Description:
给出n和b,问n!在b进制下末尾有多少个相连的0,比如6!(10)=720(10)=880(9). 所以6!在9进制下有1个0
Input:
n,b
Output:
answer
Analysis:
实际上是求n!的因数中有b^k,k的最大值为多少。可以用唯一分解定理,同时分解为质数然后判断,可以先对b进行质因数分解,然后求n对于每个b的质因数的次数,假设要求n!中质因数s的次数为多少,这里可以直接使用cnt=[n/s]+[n/s^2]+[n/s^3]+...
这样分别算的是1到n中s,s^2,s^3这些因数对答案的贡献。
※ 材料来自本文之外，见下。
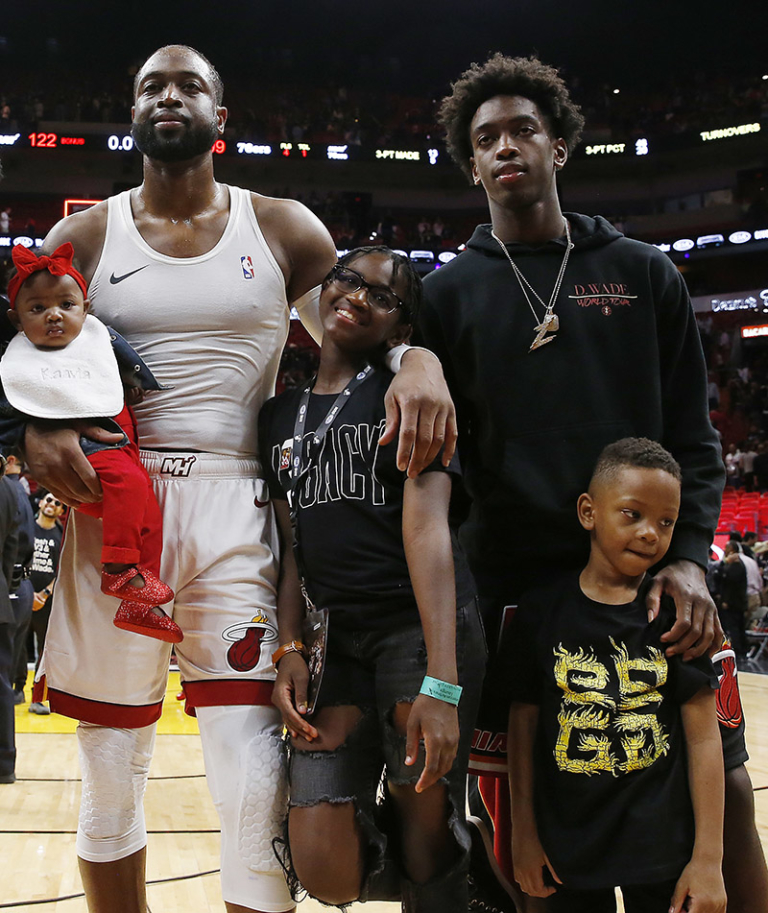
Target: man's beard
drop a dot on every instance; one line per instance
(191, 142)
最后只要对n和b的相应质因数次数进行比较跟新答案即可
#define _CRT_SECURE_NO_WARNINGS
#include<iostream>
#include<algorithm>
#include<map>
#include<set>
#include<queue>
#include<sstream>
#include<cmath>
#include<iterator>
#include<bitset>
#include<stdio.h>
#include<unordered_set>
#include<ctime>
#include<cstring>
using namespace std;
#define _for(i,a,b) for(int i=(a);i<(b);++i)
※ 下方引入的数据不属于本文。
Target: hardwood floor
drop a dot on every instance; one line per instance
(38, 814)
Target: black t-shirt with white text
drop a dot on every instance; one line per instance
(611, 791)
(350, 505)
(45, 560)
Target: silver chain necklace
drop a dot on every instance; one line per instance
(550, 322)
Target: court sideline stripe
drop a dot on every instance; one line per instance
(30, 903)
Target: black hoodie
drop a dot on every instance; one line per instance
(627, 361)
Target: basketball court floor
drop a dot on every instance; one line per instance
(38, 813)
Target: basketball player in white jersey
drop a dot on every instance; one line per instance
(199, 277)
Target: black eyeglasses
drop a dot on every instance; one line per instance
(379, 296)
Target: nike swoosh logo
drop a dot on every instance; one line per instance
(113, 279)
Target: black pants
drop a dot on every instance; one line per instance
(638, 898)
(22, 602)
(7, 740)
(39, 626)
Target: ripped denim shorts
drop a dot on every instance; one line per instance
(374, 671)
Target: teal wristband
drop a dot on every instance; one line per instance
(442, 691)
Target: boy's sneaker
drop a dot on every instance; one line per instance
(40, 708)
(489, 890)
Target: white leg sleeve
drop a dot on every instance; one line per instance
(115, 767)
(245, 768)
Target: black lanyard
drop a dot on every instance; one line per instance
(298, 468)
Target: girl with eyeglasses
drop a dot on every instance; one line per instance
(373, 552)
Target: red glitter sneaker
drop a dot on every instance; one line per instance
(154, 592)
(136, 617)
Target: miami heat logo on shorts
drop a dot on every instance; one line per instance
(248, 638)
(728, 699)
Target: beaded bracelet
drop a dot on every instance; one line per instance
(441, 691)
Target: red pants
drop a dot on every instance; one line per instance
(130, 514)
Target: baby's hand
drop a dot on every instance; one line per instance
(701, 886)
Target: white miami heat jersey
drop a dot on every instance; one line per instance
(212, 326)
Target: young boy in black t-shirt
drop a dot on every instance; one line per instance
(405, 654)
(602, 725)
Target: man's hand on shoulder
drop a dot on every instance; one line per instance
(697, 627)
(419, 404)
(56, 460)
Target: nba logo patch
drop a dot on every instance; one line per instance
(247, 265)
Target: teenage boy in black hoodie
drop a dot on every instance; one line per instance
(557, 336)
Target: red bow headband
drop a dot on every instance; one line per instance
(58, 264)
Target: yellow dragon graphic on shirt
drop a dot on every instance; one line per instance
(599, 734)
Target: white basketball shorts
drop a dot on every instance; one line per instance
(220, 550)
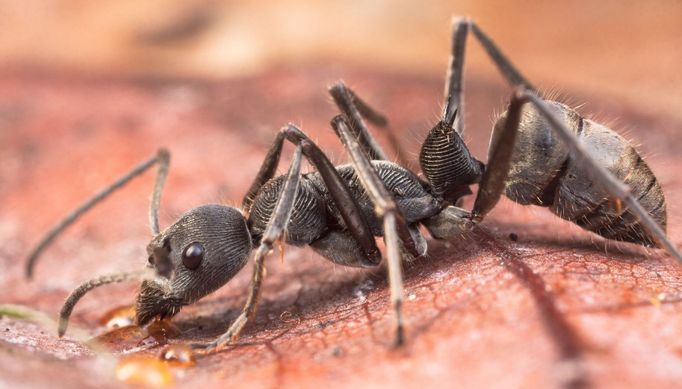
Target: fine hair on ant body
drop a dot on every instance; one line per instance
(541, 152)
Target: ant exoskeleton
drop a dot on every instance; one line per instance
(541, 152)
#define _rep(i,a,b) for(int i=(a);i<=(b);++i)
typedef long long LL;
const int INF = 1 << 30;
const int maxn = 1e6+5;
const int MOD = 1e9+7;
const double eps = 1e-6;
LL n, b;
map<LL,LL> b_;
map<LL,LL> n_;
int main()
{
//freopen("C:\\Users\\admin\\Desktop\\in.txt", "r", stdin);
//freopen("C:\\Users\\admin\\Desktop\\out.txt", "w", stdout);
while (cin >> n >> b) {
LL bb = b;
b_.clear(); n_.clear();
LL can = sqrt(b) + 1;//所有质数的范围
for (LL i = 2; i < can; ++i)//遍历
{
LL cnt = 0;
while (b%i == 0)//对于每个可以约去的数字
{
cnt++;
b = b / i;//相除
}
if (cnt > 0) b_[i] = cnt;
}
if(b!=1) b_[b] = 1;
LL ans = 0x3f3f3f3f3f3f3f3fLL;
for (auto it : b_) {
LL cnt = 0, tmp = it.first;
LL nn = n;
while (nn) { cnt+=nn/tmp; nn/= it.first; }
n_[it.first] = cnt;
ans = min(ans, n_[it.first] / b_[it.first]);
}
cout <<ans<<endl;
}
return 0;
}